Subject: changes for hppa pthreads
To: None <firstname.lastname@example.org>
From: Chuck Silvers <email@example.com>
Date: 07/14/2004 09:26:14
we need a few changes to the MI libpthread and kernel code to allow for
a number of unique properties of the PA hardware and ABI:
this convention is where (like on AIX) C function pointers are indirect.
the actual value put into a register is a pointer to 2 values:
the real code address and a pointer to per-shared-object global data.
this shows up in pthread__resolve_locks(), where we are comparing
a saved PC value to a particular function pointer. the current code
does this with an integer comparison, but for PA we need it to be
a comparison of function pointers. gcc emits calls to a millicode
function called "__canonicalize_funcptr_for_compare" which deals with
either of the function pointers being PLABELs.
(2) stack grows up
on all other platforms the stack grows toward smaller addresses,
on the PA the stack grows toward larger addresses. I added a hook
to expose the kernel STACK_* macros to userland so I could use these
in the libpthread functions that muck with stacks.
(3) spinlock values are reversed (0 is locked, non-zero is unlocked)
the atomic instruction on the PA puts a 0 into a memory address
while returning the old value. this means that an uninitialized
spinlock is held instead of free, so we must be sure that *all* locks
are initialized before being used (there were several global locks
in libpthread that were not initialized).
(4) spinlocks must be 16-byte aligned
the atomic instruction on the PA additionally only works when the
address it's used on is on a 16-byte boundary. I haven't done
anything about this yet, since RAS is sufficient for the moment.
the current definition of __cpu_simple_lock_t for PA tries to
use the GCC "aligned" attribute in a typedef, but that doesn't
actually have any effect. to fix this, we'll eventually need to
define this as an array of 4 ints (or a structure containing such
an array) and then just use the element that's on the 16-byte boundary.

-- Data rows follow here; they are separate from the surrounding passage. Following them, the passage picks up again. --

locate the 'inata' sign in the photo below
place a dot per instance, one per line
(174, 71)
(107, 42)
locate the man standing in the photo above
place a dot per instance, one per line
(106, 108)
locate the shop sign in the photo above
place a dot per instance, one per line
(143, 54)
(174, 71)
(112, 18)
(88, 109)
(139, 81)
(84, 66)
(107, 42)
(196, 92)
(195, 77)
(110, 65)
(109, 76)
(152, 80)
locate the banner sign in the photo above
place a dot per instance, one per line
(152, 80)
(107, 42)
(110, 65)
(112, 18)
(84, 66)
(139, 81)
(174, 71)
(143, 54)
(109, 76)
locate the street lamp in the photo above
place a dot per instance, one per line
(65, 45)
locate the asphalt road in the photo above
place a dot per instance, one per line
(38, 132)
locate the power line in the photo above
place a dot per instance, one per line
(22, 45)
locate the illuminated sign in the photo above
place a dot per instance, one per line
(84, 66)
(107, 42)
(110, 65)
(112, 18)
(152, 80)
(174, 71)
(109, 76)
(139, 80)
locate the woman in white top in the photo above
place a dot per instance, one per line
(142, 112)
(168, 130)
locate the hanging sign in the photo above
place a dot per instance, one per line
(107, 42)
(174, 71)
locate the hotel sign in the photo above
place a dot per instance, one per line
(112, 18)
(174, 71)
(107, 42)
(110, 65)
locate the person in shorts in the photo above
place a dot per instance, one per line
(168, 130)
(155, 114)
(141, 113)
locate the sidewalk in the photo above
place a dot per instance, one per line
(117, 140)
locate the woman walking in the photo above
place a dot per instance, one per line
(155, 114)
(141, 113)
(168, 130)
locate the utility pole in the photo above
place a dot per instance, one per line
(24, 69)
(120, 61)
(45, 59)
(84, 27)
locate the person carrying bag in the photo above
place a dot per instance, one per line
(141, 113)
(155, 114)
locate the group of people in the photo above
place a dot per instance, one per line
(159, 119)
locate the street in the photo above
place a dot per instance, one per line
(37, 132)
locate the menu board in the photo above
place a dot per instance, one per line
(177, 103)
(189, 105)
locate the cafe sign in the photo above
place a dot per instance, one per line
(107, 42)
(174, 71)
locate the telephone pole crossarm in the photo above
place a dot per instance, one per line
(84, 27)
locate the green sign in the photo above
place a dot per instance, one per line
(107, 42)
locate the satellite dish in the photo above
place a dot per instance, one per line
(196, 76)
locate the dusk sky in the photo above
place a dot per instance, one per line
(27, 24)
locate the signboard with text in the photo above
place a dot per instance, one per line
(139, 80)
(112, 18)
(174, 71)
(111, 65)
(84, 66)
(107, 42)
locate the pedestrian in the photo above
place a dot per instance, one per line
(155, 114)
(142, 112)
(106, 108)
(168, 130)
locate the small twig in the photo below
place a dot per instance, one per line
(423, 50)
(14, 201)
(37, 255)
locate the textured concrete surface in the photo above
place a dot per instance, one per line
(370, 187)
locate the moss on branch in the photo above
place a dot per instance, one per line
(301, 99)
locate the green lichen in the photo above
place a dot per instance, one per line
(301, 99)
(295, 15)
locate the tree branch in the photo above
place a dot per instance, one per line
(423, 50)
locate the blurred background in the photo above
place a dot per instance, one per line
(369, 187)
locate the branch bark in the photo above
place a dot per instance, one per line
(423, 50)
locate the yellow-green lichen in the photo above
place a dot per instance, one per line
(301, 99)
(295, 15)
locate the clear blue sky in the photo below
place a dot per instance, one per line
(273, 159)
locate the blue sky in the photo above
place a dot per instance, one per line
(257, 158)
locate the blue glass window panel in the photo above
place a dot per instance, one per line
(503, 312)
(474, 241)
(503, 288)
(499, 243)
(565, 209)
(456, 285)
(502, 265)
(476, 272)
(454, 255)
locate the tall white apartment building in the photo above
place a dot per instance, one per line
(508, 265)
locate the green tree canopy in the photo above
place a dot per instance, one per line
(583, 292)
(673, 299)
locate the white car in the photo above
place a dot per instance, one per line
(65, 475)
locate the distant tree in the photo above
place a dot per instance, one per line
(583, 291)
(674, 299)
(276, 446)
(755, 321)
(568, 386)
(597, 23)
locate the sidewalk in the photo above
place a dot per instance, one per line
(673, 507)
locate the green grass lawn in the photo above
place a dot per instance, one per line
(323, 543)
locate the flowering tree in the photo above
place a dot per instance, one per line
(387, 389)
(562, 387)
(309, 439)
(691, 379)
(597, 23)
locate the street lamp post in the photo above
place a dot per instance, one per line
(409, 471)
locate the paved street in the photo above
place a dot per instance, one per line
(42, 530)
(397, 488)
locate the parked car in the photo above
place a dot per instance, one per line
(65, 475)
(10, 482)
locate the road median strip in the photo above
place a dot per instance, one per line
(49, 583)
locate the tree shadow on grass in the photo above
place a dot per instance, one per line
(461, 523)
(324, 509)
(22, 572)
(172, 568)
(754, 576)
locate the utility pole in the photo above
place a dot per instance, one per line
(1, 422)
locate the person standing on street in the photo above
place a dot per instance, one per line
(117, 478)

I was thinking this would require adding some more macros like
and using those instead of having assumptions in MI code that
__cpu_simple_lock_t is an integral type. but that'll come later.
I've put the changes in ftp://ftp.netbsd.org/pub/NetBSD/misc/chs/hp700/ :
extract the tar file and apply both patches and it should build.
the diffs still contain a little debug code (which will be removed)
and some other fixes for floating-point on PA-7300LC CPUs, which will
be split out and committed separately.
one thing I'd like to get more input on is what should go into
struct mcontext. right now I've got it as:
31 general registers (r0 is always 0)
32 floating-point registers
PSW (process status word)
SAR (shift amount register, aka cr11)
pcsqh, pcsqt, pcoqh, pcoqt (PC regs: space and offset, current and next)
sr0 to sr4
cr26 and cr27 (cr27 is the ABI's thread-local-storage register,
cr26 is also visible from user code but I don't know
if there's any convention for its use)
currently we ignore attempts to change the space registers (which works for
now since we only give each process permission to access its one space anyway),
but it seems good to put these in here anyway in case we want to support
multiple spaces per process someday.
is there anything that should be added to or removed from mcontext?
other comments? questions? complaints? if there are no objections
I'll commit this stuff this weekend.